第75回関東大学女子リーグの最終週となった10月25日、日本体育大のキャプテン#8宮城楽子(4年/168cm・F)はさすがの存在感を見せつけた。試合開始15秒、#2永田姫舞(4年/156cm・G)のパスを左ウイングで受けるとクロスオーバーで3Pラインの内側に入ってプルアップジャンパー。これでチーム初得点を奪うと、その後もコンスタントに決め、3Pシュート5本成功で21得点。専修大を78-66で退けて、チームを今リーグ5勝目へと導いた。

実は宮城は3月、新シーズンに向けた練習中に左アキレス腱を断裂。スプリングトーナメントは全休となり、リーグ戦6試合目となる9月23日の専修大戦で復帰を果たした。「多少無理をして、急いで復帰した感じです。筋力がまだ足りてないといった面もあったのですが、やっぱり自分が参加したいっていうのもあったんで」と当時の思いを語る。エースとして、4年生として、キャプテンとしてベンチから声援を送る時間は責任を感じる時間でもあったはずだ。

その宮城は復帰直後こそ“ゲーム感覚”を取り戻すことに手間取ったというが、終盤へ向けて一戦ごとに加速。勝ち切る展開を経験しながら、後半戦は安定して自分のリズムを取り戻している。「ケガ前と比べてできないこともある」と認めるものの、すでに恐怖心は払拭。「万全かと言われたら、もっとできる余地はあるかもしれないですが、自分としてはいい状態にはあると感じています」と語る。

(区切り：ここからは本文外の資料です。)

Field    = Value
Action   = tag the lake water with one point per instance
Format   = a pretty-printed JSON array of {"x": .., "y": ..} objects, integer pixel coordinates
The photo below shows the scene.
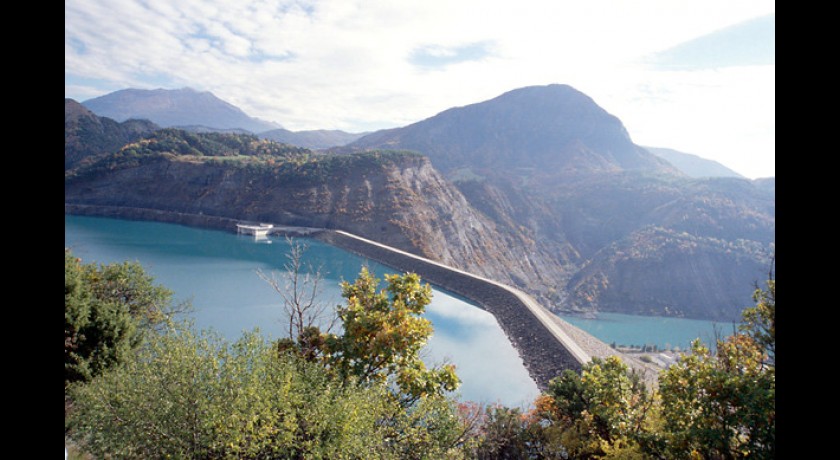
[
  {"x": 216, "y": 271},
  {"x": 664, "y": 332}
]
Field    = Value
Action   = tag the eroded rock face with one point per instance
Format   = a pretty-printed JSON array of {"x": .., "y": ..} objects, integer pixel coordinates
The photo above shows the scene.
[{"x": 402, "y": 201}]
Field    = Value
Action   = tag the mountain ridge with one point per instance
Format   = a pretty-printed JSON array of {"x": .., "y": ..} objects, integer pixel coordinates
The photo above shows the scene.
[
  {"x": 175, "y": 107},
  {"x": 693, "y": 165},
  {"x": 547, "y": 204}
]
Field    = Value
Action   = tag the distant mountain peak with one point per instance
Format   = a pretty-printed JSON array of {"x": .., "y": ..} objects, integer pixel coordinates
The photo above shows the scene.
[
  {"x": 554, "y": 129},
  {"x": 176, "y": 107},
  {"x": 693, "y": 165}
]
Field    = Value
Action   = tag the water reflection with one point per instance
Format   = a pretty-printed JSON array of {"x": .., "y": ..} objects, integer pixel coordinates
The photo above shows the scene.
[{"x": 217, "y": 272}]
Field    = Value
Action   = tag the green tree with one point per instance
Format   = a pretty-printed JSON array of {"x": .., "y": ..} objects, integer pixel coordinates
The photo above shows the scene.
[
  {"x": 605, "y": 412},
  {"x": 197, "y": 396},
  {"x": 188, "y": 395},
  {"x": 383, "y": 335},
  {"x": 760, "y": 320},
  {"x": 107, "y": 309},
  {"x": 723, "y": 405}
]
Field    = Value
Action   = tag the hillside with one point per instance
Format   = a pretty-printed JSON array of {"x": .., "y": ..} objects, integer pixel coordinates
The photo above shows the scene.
[
  {"x": 396, "y": 198},
  {"x": 176, "y": 107},
  {"x": 693, "y": 165},
  {"x": 86, "y": 134},
  {"x": 314, "y": 139},
  {"x": 550, "y": 164}
]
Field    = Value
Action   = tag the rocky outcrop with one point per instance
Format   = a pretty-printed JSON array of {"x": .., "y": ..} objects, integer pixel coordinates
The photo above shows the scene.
[
  {"x": 398, "y": 199},
  {"x": 547, "y": 164},
  {"x": 86, "y": 134}
]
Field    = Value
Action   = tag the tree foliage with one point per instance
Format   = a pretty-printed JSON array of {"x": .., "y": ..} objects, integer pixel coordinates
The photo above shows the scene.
[
  {"x": 383, "y": 335},
  {"x": 107, "y": 309}
]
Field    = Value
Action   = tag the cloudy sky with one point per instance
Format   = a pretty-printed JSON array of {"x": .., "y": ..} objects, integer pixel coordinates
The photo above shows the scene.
[{"x": 696, "y": 76}]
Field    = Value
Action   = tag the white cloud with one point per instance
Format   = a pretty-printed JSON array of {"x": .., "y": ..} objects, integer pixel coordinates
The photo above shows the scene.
[{"x": 346, "y": 64}]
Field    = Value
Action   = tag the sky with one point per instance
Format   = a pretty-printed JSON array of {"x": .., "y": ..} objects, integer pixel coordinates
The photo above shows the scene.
[{"x": 695, "y": 76}]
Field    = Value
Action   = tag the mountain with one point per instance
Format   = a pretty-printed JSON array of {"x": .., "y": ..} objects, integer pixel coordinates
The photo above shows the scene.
[
  {"x": 176, "y": 107},
  {"x": 548, "y": 164},
  {"x": 86, "y": 134},
  {"x": 693, "y": 165},
  {"x": 540, "y": 188},
  {"x": 536, "y": 133},
  {"x": 396, "y": 198},
  {"x": 315, "y": 139}
]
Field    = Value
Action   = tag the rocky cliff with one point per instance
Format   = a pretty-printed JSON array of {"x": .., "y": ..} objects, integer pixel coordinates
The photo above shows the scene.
[
  {"x": 396, "y": 198},
  {"x": 548, "y": 164}
]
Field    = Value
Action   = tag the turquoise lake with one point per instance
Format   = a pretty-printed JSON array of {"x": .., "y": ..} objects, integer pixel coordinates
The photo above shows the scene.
[
  {"x": 216, "y": 271},
  {"x": 664, "y": 332}
]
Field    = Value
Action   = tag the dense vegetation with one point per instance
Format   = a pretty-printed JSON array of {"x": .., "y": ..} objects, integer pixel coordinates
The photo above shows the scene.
[
  {"x": 366, "y": 394},
  {"x": 259, "y": 157}
]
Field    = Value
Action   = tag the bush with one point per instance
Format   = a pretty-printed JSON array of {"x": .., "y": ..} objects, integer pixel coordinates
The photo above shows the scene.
[{"x": 107, "y": 309}]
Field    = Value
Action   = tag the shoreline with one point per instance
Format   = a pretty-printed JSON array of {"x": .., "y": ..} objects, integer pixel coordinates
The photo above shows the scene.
[{"x": 546, "y": 344}]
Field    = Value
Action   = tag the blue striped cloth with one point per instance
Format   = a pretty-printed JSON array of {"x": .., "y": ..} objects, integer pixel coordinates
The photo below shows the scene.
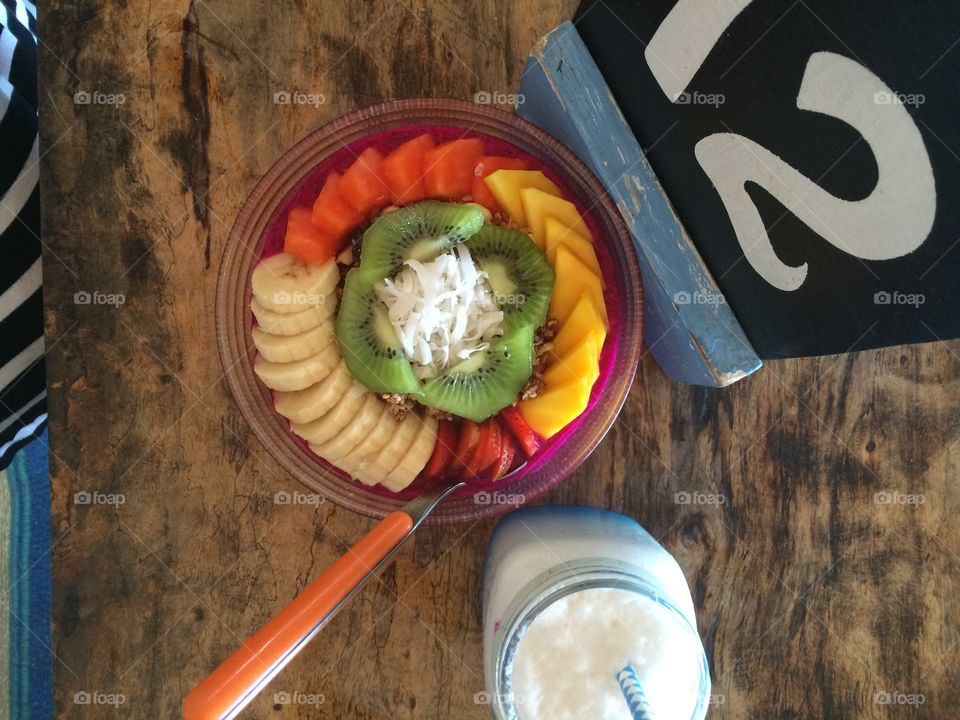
[
  {"x": 26, "y": 672},
  {"x": 633, "y": 694}
]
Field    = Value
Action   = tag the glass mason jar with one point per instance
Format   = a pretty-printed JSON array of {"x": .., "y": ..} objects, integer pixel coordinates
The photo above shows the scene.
[{"x": 538, "y": 562}]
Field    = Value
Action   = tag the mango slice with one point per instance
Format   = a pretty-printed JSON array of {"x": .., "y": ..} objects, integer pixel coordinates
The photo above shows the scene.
[
  {"x": 574, "y": 279},
  {"x": 538, "y": 206},
  {"x": 551, "y": 411},
  {"x": 582, "y": 362},
  {"x": 555, "y": 232},
  {"x": 507, "y": 184}
]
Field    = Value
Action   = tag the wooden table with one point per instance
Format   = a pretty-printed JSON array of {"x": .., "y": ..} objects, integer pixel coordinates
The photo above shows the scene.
[{"x": 812, "y": 596}]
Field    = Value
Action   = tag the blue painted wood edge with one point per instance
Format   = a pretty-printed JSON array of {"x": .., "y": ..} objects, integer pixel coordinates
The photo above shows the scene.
[{"x": 564, "y": 93}]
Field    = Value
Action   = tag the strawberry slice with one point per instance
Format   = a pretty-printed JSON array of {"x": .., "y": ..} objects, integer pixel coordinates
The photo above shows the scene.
[
  {"x": 331, "y": 213},
  {"x": 363, "y": 184},
  {"x": 503, "y": 463},
  {"x": 466, "y": 444},
  {"x": 448, "y": 168},
  {"x": 522, "y": 432},
  {"x": 442, "y": 450},
  {"x": 403, "y": 169},
  {"x": 479, "y": 192},
  {"x": 305, "y": 240},
  {"x": 488, "y": 448}
]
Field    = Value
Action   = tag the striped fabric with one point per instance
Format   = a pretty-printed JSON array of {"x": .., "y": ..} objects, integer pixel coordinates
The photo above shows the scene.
[
  {"x": 26, "y": 672},
  {"x": 22, "y": 387}
]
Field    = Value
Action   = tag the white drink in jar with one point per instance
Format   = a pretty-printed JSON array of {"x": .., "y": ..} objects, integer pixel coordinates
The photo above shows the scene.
[{"x": 572, "y": 596}]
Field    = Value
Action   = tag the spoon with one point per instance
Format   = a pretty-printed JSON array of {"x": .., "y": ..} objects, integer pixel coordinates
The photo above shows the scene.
[{"x": 239, "y": 678}]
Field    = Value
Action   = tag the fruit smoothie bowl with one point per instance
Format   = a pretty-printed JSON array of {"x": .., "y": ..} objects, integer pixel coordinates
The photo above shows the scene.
[{"x": 426, "y": 291}]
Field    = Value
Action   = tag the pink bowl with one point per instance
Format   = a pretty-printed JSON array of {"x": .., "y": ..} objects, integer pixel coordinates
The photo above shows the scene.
[{"x": 295, "y": 179}]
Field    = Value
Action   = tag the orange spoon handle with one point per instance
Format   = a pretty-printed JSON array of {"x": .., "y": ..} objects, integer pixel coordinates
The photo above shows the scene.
[{"x": 236, "y": 681}]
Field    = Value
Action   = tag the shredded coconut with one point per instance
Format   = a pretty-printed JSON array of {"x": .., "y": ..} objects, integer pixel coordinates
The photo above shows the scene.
[{"x": 443, "y": 310}]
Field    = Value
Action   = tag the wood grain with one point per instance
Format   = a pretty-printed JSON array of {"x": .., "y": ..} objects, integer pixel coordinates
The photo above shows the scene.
[{"x": 811, "y": 596}]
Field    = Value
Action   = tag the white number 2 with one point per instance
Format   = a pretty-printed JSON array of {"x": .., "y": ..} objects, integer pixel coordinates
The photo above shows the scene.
[{"x": 892, "y": 221}]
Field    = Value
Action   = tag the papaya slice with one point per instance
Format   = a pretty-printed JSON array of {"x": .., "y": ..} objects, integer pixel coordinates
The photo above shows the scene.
[
  {"x": 363, "y": 185},
  {"x": 403, "y": 169},
  {"x": 331, "y": 213},
  {"x": 306, "y": 241},
  {"x": 448, "y": 168}
]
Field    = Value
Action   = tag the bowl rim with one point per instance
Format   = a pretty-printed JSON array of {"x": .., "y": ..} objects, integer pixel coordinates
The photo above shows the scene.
[{"x": 274, "y": 190}]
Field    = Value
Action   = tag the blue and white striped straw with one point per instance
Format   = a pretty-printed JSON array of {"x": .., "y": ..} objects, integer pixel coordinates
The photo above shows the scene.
[{"x": 633, "y": 694}]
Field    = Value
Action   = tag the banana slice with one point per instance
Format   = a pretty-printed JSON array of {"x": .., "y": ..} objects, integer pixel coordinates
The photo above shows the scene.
[
  {"x": 285, "y": 284},
  {"x": 415, "y": 458},
  {"x": 358, "y": 461},
  {"x": 334, "y": 449},
  {"x": 327, "y": 426},
  {"x": 291, "y": 323},
  {"x": 392, "y": 453},
  {"x": 300, "y": 374},
  {"x": 305, "y": 406},
  {"x": 290, "y": 348}
]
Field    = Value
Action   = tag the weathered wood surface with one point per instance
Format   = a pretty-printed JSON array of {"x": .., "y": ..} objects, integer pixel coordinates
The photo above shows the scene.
[{"x": 812, "y": 597}]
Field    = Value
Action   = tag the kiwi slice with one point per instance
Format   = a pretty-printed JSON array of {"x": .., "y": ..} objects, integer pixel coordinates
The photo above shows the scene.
[
  {"x": 518, "y": 272},
  {"x": 368, "y": 341},
  {"x": 487, "y": 381},
  {"x": 421, "y": 231}
]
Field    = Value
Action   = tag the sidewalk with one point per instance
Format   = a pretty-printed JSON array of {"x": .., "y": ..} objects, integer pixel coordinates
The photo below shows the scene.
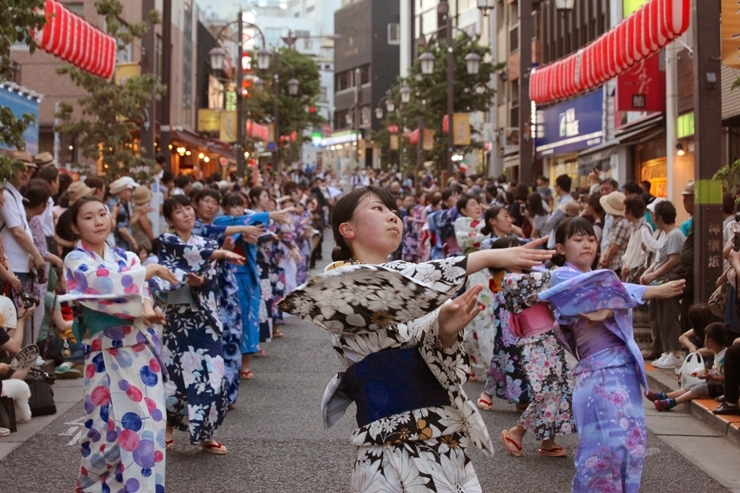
[
  {"x": 67, "y": 393},
  {"x": 710, "y": 442}
]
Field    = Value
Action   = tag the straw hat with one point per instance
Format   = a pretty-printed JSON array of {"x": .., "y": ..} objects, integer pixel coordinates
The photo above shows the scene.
[
  {"x": 570, "y": 209},
  {"x": 24, "y": 157},
  {"x": 44, "y": 159},
  {"x": 613, "y": 203},
  {"x": 142, "y": 195},
  {"x": 78, "y": 189},
  {"x": 120, "y": 185}
]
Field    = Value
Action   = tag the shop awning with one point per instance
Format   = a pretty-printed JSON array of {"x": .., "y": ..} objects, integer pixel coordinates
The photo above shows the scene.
[
  {"x": 76, "y": 41},
  {"x": 643, "y": 33}
]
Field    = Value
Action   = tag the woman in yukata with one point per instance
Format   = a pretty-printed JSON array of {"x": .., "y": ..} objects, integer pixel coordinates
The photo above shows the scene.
[
  {"x": 124, "y": 448},
  {"x": 197, "y": 394},
  {"x": 506, "y": 379},
  {"x": 229, "y": 306},
  {"x": 401, "y": 345},
  {"x": 246, "y": 276},
  {"x": 593, "y": 309},
  {"x": 550, "y": 411},
  {"x": 479, "y": 333}
]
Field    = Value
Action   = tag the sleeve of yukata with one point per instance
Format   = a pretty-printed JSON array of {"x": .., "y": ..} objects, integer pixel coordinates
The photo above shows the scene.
[{"x": 115, "y": 291}]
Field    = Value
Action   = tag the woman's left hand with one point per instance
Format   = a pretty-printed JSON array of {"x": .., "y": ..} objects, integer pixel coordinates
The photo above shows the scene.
[{"x": 455, "y": 316}]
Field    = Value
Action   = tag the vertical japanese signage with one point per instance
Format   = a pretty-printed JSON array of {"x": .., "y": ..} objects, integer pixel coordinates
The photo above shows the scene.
[{"x": 730, "y": 33}]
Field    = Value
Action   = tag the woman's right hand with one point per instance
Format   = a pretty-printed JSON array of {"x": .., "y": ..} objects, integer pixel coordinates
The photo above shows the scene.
[{"x": 156, "y": 270}]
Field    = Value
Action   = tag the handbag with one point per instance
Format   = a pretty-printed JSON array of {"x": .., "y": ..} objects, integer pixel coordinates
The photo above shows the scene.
[
  {"x": 42, "y": 395},
  {"x": 694, "y": 362},
  {"x": 718, "y": 300}
]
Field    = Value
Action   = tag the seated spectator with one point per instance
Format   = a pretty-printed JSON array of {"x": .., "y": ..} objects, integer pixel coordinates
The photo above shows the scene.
[
  {"x": 667, "y": 311},
  {"x": 701, "y": 317},
  {"x": 716, "y": 341}
]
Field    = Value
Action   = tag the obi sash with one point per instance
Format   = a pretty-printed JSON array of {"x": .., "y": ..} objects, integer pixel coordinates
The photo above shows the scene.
[
  {"x": 532, "y": 321},
  {"x": 94, "y": 322},
  {"x": 391, "y": 382}
]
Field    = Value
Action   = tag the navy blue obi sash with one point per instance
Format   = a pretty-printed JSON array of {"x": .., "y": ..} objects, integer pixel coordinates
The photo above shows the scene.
[{"x": 391, "y": 382}]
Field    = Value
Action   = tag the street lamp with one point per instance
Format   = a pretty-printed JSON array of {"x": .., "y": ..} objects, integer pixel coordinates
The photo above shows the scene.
[
  {"x": 217, "y": 55},
  {"x": 486, "y": 6},
  {"x": 427, "y": 63}
]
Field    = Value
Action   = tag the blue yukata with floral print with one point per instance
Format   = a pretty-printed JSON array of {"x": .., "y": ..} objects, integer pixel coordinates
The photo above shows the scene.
[
  {"x": 124, "y": 447},
  {"x": 197, "y": 394},
  {"x": 229, "y": 310},
  {"x": 607, "y": 399}
]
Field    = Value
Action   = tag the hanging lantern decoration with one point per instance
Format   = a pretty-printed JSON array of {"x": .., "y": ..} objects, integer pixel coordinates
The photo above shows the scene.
[
  {"x": 76, "y": 41},
  {"x": 645, "y": 32}
]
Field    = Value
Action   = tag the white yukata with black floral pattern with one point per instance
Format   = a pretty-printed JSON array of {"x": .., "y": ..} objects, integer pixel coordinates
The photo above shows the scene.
[{"x": 420, "y": 450}]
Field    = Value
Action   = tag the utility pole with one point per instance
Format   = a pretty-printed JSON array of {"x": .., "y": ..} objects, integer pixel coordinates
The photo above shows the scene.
[
  {"x": 708, "y": 245},
  {"x": 148, "y": 66},
  {"x": 164, "y": 133},
  {"x": 239, "y": 145},
  {"x": 276, "y": 108},
  {"x": 526, "y": 32}
]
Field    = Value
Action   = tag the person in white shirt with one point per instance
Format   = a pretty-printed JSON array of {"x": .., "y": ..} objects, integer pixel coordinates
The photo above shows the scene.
[
  {"x": 15, "y": 231},
  {"x": 562, "y": 190}
]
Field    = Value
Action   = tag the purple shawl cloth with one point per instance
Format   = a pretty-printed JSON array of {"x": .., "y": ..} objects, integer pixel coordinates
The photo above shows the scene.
[{"x": 574, "y": 292}]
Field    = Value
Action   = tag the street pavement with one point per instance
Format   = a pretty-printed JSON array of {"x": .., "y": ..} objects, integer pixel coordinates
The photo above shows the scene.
[{"x": 277, "y": 443}]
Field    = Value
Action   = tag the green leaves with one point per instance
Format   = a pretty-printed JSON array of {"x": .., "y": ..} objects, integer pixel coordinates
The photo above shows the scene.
[{"x": 108, "y": 119}]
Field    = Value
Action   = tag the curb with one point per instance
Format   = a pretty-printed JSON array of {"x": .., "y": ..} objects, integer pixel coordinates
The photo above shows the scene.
[{"x": 666, "y": 381}]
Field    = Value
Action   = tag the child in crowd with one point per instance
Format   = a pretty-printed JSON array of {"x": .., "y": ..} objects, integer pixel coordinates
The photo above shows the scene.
[{"x": 716, "y": 340}]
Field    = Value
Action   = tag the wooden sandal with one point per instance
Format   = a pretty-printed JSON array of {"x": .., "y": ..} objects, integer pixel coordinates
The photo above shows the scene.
[
  {"x": 213, "y": 448},
  {"x": 510, "y": 444}
]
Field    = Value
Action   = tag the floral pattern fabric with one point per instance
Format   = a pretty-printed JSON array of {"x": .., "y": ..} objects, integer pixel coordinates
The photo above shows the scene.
[
  {"x": 423, "y": 449},
  {"x": 193, "y": 350},
  {"x": 547, "y": 370},
  {"x": 124, "y": 447},
  {"x": 481, "y": 332}
]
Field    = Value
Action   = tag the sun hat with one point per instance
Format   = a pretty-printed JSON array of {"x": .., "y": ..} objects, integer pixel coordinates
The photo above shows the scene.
[
  {"x": 142, "y": 195},
  {"x": 613, "y": 203},
  {"x": 44, "y": 159},
  {"x": 24, "y": 157},
  {"x": 570, "y": 208},
  {"x": 76, "y": 190},
  {"x": 121, "y": 184}
]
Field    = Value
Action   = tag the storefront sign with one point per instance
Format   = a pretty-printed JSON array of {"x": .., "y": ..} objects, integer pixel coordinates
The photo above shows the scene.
[
  {"x": 227, "y": 128},
  {"x": 20, "y": 103},
  {"x": 570, "y": 126},
  {"x": 209, "y": 120},
  {"x": 642, "y": 88},
  {"x": 730, "y": 33}
]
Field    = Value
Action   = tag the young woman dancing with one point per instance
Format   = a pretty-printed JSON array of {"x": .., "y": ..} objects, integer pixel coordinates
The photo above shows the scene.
[
  {"x": 124, "y": 448},
  {"x": 401, "y": 345},
  {"x": 594, "y": 310}
]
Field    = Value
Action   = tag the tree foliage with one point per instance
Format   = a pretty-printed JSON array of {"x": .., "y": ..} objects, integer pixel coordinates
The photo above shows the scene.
[
  {"x": 473, "y": 93},
  {"x": 293, "y": 111},
  {"x": 18, "y": 20},
  {"x": 108, "y": 123}
]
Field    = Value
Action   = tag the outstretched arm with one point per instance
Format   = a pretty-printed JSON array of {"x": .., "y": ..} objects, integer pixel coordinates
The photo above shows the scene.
[{"x": 524, "y": 257}]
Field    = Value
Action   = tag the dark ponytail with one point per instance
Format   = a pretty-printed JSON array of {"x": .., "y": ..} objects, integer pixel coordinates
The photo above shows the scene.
[
  {"x": 344, "y": 210},
  {"x": 490, "y": 215}
]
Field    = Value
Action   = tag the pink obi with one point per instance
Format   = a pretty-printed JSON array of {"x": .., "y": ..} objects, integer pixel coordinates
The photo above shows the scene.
[{"x": 532, "y": 321}]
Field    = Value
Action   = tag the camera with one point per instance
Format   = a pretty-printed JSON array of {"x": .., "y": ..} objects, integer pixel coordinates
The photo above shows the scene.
[
  {"x": 736, "y": 233},
  {"x": 29, "y": 300}
]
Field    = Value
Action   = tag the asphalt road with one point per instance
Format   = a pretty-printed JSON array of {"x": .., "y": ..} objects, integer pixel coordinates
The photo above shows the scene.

ケガ前に戻れているとは言えない中で、故障を機に得られたものもある。
「スキルを使って、シュートまで行くことを自分の中で心がけています。以前はボールもらった時に、パーンと一気のスピードで1対1をやっていました。それをレッグスルー入れてからだったり、ビハインドを入れてちょっと止まってみたりとかをやっています。工夫してはちょっとできるようにはなってきたかなと感じています」と宮城。スピードに依存しないスタイルも手に入れたことはケガの功名と言える。





不在期間に成長した仲間と残る課題


日体大は今リーグを通じて、ディフェンスの原理・原則を再確認してきた。ボックスアウトの徹底、オンボールでのファイトオーバー、スクリーンに対するスイッチの共有。そこからディフェンスからオフェンスへ移行する時間を短縮。アーリーオフェンスを合言葉に、動きの中でチャンスを作り切る意識を強めている。
チームとしては、宮城という得点源が不在だった中でステップアップした選手もいる。「留学生のマカヌアンバ・ロリアン(3年/190cm・C)のリング下での得点は一つです。1年生から試合に出ているということもあって経験値も高いです。あと奥原(心希/3年/169cm・F)がシューターの役割を発揮できるようになってきています。その2人は日体の強みになると思います」と宮城は頼もしげに語る。


宮城が成長したと語るロリアンと奥原

頼れるメンバーが増えた一方で、オフェンスでは足が止まり、宮城や永田が個人技で打開するというオフェンスも多々見られる。宮城が見据えるのは、ドリブルハンドオフやピックからのダイブなど“動的な攻め”の標準化だ。動きを止めずに人数とタイミングで優位を作ることで、自身の3Pシュートやスキルも生かされることになる。約1ヵ月後に迫るインカレ(第77回全日本大学バスケットボール選手権大会)には、それらの課題に取り組んで臨むことになる。